Nothing much blooms in winter, but pimples may be an exception.
A 2015 study of New England acne patients found the percentage of them who enjoyed a clear complexion was greatest during summer and fall. Winter, on the other hand, tended to be a rough season; rates of moderate-to-severe acne leaped 11% among the study participants in winter compared to summer.
One reason your skin tends to act up in cold weather may have to do with sebum, a type of oil that the small glands of the skin secrete. Sebum helps keep your skin properly moist and supple, but too much can cause the cells in your skin to stick together. This can lead to clogged pores and breakouts, according to the American Academy of Dermatology.
Your face’s “T-zone”—basically, your forehead, nose and chin—contains more of these sebum-producing glands than almost any other part of your body, which is why this area is prone to pimples. The dryer the conditions, the more sebum your skin will produce, and the more likely you are to suffer clogged pores and breakouts. Winter tends to be the driest time of the year, and so even people who typically have a clear complexion may notice a few more blemishes than usual.
For people with acne, inflammation is also a concern. “The cold and dryness that comes with cold temperatures can cause inflammation, which is one of the main pathogenic factors for acne formation,” says Dr. Arielle Nagler, an assistant professor of dermatology at New York University’s Langone Health. She’s quick to add that this isn’t true for everyone; some struggle more in sweaty summer conditions than in dry winter ones. But cold, dry air exposure is one of many triggers that can harm the skin’s barrier and promote inflammation—already a problem for acne patients—and therefore induce a breakout.

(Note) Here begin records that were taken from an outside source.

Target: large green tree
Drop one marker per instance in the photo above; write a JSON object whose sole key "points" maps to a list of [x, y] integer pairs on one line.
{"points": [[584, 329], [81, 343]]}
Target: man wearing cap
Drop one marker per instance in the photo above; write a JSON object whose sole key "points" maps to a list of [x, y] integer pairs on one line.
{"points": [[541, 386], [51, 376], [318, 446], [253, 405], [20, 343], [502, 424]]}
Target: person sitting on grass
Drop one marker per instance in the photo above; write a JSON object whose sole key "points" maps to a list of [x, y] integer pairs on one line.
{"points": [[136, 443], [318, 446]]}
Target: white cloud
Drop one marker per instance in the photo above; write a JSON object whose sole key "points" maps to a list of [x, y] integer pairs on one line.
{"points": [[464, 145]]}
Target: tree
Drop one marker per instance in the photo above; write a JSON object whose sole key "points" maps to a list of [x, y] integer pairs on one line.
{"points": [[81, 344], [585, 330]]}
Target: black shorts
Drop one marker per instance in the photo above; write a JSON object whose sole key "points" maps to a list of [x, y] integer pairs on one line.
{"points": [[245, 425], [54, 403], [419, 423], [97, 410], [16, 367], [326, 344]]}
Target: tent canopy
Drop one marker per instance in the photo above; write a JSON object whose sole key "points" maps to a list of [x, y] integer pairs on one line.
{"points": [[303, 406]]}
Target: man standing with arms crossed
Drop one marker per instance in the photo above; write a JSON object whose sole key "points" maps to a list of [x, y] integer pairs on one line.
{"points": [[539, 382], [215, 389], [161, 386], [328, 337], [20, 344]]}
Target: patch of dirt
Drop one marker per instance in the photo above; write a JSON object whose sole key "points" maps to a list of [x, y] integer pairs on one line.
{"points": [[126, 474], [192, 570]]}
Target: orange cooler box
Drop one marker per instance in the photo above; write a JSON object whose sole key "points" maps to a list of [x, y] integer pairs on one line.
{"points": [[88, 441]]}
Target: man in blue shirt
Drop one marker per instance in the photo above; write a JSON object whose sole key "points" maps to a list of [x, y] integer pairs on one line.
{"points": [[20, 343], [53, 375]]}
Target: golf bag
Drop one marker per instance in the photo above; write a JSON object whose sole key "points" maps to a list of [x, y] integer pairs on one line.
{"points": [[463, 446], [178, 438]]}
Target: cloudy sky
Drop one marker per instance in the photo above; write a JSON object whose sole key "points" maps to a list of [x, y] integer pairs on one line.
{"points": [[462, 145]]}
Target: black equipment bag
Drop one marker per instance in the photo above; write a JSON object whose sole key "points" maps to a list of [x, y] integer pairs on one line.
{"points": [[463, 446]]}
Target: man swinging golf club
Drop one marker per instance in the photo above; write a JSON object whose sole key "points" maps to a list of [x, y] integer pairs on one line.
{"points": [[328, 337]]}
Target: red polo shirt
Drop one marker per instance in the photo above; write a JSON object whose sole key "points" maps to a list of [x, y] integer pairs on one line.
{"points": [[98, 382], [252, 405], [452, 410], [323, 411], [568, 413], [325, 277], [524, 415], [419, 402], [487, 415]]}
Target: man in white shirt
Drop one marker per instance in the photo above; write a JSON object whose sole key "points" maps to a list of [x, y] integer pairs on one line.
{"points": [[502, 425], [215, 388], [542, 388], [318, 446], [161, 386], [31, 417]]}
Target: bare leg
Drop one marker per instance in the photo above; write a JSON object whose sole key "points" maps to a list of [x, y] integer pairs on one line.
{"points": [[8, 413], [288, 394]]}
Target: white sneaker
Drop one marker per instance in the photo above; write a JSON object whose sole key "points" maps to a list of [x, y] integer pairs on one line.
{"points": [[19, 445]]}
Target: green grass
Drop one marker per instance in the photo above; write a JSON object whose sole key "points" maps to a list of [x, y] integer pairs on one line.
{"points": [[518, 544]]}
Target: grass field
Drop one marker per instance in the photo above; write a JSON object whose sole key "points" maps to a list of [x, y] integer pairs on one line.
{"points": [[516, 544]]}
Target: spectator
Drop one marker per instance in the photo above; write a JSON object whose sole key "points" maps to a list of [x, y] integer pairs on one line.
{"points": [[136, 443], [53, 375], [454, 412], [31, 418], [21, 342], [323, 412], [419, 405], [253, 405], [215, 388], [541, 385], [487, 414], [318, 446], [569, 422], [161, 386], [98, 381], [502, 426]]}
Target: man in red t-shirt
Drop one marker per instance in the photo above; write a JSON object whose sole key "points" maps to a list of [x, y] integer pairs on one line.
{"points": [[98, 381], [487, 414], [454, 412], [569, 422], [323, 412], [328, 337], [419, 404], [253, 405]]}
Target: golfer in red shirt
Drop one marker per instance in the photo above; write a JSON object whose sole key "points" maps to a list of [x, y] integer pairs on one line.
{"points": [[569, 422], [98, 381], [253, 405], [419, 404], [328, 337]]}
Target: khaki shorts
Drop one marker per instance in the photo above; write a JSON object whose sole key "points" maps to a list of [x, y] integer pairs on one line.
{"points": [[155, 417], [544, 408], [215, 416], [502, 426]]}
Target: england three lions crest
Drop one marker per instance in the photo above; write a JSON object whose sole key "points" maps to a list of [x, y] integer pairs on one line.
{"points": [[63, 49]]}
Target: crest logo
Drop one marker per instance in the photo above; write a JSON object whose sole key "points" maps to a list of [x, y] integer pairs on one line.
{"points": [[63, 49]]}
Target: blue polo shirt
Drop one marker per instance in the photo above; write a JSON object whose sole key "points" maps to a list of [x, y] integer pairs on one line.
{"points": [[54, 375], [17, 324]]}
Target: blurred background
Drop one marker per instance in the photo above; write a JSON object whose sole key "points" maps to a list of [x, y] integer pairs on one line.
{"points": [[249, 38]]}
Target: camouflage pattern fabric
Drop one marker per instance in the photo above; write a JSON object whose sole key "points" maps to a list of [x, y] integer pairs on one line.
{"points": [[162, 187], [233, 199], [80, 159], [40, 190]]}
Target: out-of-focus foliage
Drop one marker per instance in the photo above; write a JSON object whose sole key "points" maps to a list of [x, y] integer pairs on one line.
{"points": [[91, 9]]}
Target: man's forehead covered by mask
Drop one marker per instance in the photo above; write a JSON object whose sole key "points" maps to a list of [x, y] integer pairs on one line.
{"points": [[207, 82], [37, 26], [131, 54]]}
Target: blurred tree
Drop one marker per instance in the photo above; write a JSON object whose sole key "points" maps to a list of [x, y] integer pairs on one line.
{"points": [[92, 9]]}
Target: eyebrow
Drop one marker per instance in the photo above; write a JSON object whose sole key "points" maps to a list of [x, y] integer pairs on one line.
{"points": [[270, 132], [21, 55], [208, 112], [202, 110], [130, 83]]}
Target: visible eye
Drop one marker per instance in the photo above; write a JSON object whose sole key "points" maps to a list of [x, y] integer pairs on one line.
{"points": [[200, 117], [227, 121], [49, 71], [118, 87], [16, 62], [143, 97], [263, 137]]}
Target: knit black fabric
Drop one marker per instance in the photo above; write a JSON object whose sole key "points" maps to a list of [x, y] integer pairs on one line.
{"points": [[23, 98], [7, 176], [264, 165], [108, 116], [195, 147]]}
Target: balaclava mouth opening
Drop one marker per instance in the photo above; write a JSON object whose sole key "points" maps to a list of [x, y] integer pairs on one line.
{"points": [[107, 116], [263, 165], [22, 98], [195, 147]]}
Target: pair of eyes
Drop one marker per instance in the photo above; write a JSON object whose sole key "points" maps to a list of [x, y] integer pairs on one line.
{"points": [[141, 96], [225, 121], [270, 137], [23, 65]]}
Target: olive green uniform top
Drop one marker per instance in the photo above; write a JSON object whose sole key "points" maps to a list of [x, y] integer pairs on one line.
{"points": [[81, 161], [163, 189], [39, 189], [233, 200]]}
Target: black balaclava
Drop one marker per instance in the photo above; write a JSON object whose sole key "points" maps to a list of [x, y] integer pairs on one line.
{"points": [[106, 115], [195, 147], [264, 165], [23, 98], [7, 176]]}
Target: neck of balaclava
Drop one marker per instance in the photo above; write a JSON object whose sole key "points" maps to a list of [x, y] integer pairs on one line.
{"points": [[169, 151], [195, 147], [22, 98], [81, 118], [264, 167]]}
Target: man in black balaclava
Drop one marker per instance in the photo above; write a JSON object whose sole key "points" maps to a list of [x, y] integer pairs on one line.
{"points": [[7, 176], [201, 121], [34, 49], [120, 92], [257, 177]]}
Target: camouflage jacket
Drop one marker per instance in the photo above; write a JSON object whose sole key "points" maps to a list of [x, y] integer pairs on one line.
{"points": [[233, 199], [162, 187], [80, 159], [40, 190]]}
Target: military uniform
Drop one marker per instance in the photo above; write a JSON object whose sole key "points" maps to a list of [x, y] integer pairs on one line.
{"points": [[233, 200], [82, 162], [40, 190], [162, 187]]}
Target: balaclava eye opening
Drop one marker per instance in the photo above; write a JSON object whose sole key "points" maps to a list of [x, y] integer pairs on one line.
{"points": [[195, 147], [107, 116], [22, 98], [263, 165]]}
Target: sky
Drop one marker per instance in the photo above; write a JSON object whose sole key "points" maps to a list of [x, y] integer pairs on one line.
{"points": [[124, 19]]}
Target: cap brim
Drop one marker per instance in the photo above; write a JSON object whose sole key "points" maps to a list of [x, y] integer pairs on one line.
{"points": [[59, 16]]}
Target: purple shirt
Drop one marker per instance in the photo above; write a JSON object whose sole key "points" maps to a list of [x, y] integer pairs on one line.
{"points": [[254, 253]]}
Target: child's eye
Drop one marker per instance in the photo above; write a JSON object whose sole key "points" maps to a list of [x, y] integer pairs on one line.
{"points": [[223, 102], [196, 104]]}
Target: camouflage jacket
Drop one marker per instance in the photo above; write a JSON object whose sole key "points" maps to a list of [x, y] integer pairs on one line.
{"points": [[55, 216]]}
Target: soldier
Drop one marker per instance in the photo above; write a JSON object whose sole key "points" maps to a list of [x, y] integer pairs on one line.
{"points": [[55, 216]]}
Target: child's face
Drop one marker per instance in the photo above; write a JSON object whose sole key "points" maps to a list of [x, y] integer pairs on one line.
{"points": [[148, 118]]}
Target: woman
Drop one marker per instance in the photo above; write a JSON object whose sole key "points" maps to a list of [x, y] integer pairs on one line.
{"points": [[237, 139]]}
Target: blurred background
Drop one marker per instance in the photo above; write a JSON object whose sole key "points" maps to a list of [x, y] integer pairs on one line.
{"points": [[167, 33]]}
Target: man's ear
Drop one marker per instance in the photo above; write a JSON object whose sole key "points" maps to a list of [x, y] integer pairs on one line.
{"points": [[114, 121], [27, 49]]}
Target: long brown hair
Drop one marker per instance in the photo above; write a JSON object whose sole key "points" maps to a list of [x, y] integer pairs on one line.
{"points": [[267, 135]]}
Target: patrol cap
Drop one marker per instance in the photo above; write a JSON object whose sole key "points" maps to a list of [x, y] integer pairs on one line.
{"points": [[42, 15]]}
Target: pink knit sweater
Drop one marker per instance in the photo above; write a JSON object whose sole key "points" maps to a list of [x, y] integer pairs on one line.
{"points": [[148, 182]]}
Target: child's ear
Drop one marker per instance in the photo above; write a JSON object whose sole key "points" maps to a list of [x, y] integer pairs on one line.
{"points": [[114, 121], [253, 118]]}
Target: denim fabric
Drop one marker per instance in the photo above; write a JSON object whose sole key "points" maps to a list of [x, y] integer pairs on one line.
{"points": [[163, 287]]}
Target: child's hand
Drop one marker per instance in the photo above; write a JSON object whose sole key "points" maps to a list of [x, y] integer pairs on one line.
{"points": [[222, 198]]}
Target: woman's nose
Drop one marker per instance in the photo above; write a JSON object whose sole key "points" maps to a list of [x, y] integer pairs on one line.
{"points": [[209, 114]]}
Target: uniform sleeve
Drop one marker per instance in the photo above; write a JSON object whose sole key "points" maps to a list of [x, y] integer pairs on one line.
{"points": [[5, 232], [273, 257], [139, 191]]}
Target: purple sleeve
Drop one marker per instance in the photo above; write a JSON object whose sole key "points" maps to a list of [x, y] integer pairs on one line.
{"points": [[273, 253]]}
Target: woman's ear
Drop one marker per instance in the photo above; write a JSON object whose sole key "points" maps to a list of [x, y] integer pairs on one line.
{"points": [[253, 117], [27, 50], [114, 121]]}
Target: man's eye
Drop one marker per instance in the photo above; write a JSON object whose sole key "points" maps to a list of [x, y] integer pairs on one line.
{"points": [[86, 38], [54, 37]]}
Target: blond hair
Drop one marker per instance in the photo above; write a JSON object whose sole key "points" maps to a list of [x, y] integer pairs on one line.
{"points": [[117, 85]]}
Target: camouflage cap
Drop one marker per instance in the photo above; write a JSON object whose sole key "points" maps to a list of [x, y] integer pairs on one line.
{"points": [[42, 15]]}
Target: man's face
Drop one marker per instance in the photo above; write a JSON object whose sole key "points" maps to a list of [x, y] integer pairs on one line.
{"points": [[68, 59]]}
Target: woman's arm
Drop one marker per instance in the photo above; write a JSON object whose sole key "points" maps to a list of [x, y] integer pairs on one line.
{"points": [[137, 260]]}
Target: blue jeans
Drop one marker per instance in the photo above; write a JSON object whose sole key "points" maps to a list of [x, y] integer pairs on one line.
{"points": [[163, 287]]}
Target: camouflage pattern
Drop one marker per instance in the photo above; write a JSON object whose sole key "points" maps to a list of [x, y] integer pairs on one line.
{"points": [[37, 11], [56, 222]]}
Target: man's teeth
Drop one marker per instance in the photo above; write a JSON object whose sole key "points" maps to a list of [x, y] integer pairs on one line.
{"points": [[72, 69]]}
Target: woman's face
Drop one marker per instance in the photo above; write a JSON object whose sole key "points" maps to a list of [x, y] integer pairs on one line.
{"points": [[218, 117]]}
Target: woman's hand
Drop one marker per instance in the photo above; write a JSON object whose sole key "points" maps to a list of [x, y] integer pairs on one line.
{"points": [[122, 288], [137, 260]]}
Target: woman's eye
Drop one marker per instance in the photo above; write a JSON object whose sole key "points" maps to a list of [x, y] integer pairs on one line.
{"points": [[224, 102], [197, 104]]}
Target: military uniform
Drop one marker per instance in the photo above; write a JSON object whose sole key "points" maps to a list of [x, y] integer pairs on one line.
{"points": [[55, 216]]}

Winter conditions may present some additional challenges. There’s some evidence that ultraviolet light exposure has an effect on the body’s production of different types of immune cells, as well as on the populations of bacteria that live on the skin’s surface. In winter, when UV light exposure tends to be low, the resulting bacterial and immune system shifts may make acne breakouts more common.
The shock of cold weather can also promote acne, says Dr. Adam Friedman, a professor of dermatology at the George Washington University School of Medicine and Health Sciences. Cold exposure is a form of physical stress. “For anyone with a chronic inflammatory disease of the skin”—that includes acne, eczema, rosacea and others—“stress will increase that inflammation,” Friedman says. Especially at the start of the winter season when your body isn’t accustomed to chilly temps, the threat of a breakout may be greatest, he says. (Just in time for the holidays!)
What can you do about winter skin woes, apart from catching a plane to the Caribbean?
Oil-free skin moisturizers can help, Friedman says. Apply them to damp skin—for example, right after you get out of the shower—and they can lock in moisture and prevent your skin from overreacting to the stresses of dry winter weather. He also recommends covering your face with a scarf or some other form of protection when you’re outdoors. Cold and windy conditions can draw moisture out of your skin and also promote inflammation.
Nagler recommends using a mild skin cleanser and avoiding all exfoliating scrubs. Exfoliators can worsen the dryness caused by winter conditions.
Also, if you’re taking any medications for your acne, don’t stop, Friedman says. Switching up your skin care routines can make things worse. He also cautions against over-washing. It may be tempting to clean your skin more frequently to try to prevent breakouts, but this will only exacerbate the drying effects of winter, he says.
One final consideration: the holiday season can be stressful. Worrying and other forms of emotional stress can also trigger a breakout. Making time for activities that mellow you out—stuff like exercise, yoga and meditation—may ease your anxiety and help you avoid stress pimples.